My stop came and I exited the bus, the chatter ceasing once he closed the doors. A doorman stood at the entrance to my building, and his “good morning” was drowned out by the rumble of the bus as it took off in a puff of exhaust. He tipped his hat to me and opened the door.

None of the workers were truly friendly. They had a job to do, and that was exactly what they did: whatever their employers told them to. No more. No less. They were all in the lanes they were supposed to be in, traveling at the acceptable speed.

I nodded and left it at that. I made it to my door and dug in my bag. My keys were tucked away inside of it, along with the piece of glass and the rose. The glass was like a snake that struck as I put my hand in to dig around. Besides my keys, I pulled out a finger with a slice that ran with blood.

The dried blood that was left on the glass mixed with the fresh, and something about it made me uneasy. The sight of it. Like past and future colliding, dropping me onto a battlefield somewhere in between.

The condo was soundproof, but as the door opened, music blasted out into the hall. The girl staying with me stood in the middle of the kitchen, her head thrown back, belting out the song playing on the stereo.

Her hair was pulled to one side with a velvet scrunchie. Her crop top had “Benatar” in script at the top, and underneath, “Love Is a Battlefield.” She was singing the same song at the top of her lungs while the pot behind her ran over onto the stovetop.

Priscilla Ragusa, or Cilla, as she told me to call her, was eighteen and a mixture of Kit De Luca from Pretty Woman (she could have been her twin) and JoJo from Mystic Pizza. Cilla didn’t work for Club D, but for a business the organization owned and ran, and she was with me as a form of punishment.

Cilla was the daughter of a boss in New York and had fallen in love with another boss’s son. The problem with this—the two bosses were feuding, and their children falling in love was only adding to the war. Cilla was promised to someone else, and men were looking for Joey.
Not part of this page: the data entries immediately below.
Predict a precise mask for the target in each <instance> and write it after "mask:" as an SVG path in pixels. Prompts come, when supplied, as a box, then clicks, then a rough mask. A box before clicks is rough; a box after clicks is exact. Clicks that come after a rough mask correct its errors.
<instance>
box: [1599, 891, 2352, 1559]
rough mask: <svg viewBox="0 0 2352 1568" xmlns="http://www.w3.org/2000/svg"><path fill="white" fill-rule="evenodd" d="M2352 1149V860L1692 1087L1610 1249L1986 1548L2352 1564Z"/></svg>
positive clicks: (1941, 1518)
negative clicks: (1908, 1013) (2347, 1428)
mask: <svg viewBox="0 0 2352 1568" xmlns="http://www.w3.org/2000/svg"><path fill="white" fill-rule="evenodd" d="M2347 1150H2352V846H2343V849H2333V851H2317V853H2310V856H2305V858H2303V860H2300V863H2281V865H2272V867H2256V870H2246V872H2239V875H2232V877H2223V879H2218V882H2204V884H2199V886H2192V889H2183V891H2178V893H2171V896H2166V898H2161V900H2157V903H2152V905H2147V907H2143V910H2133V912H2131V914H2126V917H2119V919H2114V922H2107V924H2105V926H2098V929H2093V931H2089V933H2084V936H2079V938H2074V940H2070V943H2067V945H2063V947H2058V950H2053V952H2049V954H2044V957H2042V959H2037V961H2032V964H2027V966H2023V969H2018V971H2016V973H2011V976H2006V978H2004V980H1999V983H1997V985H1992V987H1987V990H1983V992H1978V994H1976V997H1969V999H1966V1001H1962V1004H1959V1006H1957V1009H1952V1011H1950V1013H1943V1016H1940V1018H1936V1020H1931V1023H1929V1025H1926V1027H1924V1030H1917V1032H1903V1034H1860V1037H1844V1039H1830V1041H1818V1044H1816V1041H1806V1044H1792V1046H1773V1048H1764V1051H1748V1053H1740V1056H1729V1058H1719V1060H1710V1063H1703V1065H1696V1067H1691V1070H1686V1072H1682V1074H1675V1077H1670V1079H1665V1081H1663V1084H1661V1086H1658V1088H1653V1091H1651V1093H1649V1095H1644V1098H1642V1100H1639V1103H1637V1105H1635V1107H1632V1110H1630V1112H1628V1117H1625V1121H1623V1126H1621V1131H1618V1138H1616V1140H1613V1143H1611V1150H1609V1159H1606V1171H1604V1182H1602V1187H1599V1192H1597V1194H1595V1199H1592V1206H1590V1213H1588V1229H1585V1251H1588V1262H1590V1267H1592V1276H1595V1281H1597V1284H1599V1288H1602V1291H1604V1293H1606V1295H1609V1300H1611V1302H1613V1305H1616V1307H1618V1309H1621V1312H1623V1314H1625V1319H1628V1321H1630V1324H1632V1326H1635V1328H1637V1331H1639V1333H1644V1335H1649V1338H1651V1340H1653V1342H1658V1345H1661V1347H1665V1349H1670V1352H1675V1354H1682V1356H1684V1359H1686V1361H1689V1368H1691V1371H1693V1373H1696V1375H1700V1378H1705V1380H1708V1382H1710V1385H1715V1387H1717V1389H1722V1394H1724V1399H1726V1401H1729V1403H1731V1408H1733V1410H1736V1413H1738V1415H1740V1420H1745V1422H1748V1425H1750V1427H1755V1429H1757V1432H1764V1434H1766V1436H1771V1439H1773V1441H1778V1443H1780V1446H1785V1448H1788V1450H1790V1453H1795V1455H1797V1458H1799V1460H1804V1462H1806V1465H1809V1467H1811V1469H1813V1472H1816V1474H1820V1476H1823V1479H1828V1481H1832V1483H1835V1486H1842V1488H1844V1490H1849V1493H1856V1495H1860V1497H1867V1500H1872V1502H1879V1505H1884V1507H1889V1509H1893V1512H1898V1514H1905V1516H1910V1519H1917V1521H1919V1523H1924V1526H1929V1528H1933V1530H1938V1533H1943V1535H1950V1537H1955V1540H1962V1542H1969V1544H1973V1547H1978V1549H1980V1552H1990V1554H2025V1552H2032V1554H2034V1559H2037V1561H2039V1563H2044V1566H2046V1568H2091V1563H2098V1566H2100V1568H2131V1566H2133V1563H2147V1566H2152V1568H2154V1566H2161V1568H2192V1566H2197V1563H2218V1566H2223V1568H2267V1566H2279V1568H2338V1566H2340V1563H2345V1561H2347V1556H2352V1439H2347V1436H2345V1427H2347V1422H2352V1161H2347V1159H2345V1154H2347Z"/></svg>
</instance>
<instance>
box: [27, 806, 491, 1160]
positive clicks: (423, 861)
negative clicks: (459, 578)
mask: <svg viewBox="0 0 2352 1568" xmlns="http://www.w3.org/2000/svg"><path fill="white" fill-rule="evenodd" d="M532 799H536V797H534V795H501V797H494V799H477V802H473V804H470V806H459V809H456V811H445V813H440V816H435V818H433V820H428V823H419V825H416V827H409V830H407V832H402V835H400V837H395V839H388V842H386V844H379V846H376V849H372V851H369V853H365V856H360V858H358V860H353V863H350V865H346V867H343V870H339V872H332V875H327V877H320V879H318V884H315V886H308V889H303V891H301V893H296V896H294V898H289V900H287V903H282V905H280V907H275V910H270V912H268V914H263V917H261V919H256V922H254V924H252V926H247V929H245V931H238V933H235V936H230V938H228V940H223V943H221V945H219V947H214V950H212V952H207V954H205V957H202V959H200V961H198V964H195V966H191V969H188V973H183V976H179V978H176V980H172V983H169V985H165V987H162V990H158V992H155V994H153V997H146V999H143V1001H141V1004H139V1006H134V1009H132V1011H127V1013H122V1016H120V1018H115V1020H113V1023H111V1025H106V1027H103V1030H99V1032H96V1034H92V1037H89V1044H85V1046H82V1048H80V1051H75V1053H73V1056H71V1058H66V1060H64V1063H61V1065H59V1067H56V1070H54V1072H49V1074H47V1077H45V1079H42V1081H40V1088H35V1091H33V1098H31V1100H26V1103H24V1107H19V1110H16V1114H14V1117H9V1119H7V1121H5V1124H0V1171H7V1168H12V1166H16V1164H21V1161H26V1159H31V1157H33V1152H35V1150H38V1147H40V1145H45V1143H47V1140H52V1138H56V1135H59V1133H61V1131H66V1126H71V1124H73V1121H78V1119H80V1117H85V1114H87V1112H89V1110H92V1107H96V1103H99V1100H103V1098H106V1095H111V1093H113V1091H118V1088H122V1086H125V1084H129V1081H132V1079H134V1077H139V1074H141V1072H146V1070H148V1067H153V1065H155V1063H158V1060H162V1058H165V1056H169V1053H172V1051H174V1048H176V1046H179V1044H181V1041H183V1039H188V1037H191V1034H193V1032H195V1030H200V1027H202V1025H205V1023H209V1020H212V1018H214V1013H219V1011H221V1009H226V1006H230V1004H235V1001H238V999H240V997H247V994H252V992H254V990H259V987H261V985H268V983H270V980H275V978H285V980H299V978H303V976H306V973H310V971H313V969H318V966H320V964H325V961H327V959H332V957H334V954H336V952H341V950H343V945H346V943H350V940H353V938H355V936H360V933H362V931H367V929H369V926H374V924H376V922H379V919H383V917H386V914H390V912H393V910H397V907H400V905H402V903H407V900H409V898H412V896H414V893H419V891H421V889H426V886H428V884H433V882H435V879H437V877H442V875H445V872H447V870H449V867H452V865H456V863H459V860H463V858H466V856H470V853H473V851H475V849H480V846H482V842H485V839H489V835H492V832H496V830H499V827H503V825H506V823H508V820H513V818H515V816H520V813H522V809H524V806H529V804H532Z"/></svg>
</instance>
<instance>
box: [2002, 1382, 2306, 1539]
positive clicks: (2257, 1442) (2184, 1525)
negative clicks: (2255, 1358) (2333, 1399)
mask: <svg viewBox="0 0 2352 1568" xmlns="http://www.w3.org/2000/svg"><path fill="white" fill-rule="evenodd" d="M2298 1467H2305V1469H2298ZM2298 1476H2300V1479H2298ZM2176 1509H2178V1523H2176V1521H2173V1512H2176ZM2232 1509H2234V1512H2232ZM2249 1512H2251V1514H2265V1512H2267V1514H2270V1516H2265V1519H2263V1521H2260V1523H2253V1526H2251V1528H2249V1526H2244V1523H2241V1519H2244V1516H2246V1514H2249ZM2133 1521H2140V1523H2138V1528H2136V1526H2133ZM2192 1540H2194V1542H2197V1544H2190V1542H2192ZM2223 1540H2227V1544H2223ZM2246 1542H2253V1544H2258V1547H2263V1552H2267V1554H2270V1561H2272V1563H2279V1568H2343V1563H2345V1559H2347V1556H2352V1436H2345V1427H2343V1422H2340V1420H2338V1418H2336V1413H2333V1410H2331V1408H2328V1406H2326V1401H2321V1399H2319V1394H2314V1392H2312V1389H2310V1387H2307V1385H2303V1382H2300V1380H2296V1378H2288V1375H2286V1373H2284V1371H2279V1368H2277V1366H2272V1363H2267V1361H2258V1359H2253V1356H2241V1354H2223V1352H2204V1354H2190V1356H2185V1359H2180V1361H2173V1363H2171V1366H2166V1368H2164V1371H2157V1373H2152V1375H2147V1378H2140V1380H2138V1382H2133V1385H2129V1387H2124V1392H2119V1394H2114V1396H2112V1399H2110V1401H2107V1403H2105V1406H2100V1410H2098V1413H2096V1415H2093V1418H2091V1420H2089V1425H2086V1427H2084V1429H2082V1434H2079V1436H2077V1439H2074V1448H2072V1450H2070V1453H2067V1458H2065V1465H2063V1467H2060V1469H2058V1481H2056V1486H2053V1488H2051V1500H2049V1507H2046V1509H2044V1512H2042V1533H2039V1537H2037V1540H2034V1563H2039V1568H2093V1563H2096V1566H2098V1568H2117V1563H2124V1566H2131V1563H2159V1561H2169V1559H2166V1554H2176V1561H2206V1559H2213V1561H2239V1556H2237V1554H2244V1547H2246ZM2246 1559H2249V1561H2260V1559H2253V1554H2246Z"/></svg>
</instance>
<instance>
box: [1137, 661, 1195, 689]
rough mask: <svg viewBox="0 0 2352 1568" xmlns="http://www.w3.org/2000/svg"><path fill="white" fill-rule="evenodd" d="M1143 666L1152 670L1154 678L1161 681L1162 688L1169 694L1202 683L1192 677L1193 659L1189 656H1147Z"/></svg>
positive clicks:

To keep her safe, she was here. With me. I found myself in a real-time Romeo and Juliet situation.

Cilla trusted me enough to tell me all this one night over a pasta dish she’d made. It was hard for me to admit it, but besides my girl, Bambina, she was the best friend I’d ever had. I knew she wouldn’t be staying, and just the thought of her leaving made my heart drop into my stomach.

She wasn’t everything, but she was the first…something…I’d had in a long time. I considered her a friend, and I couldn’t remember having one of those. Not in the human sense.

Bambina peeked her head out of my room, refusing to come out the entire way. Even though I’d miss Cilla whenever she left, Bambina would be glad to see her go. Cilla couldn’t sing worth a shit, and Bambina’s precious dog ears were sensitive.

A smile came to my face, and I couldn’t deny that it felt good to use the muscles. They felt stiff from disuse, almost frozen.

“Let Her Cry” replaced “Love Is a Battlefield,” and when Cilla screeched and started to sing that one, Bambina whined and ran back into the room.

It almost hurt, but this time I laughed, turning the stereo low. Cilla’s “let her go!” rose above the music, putting her on blast.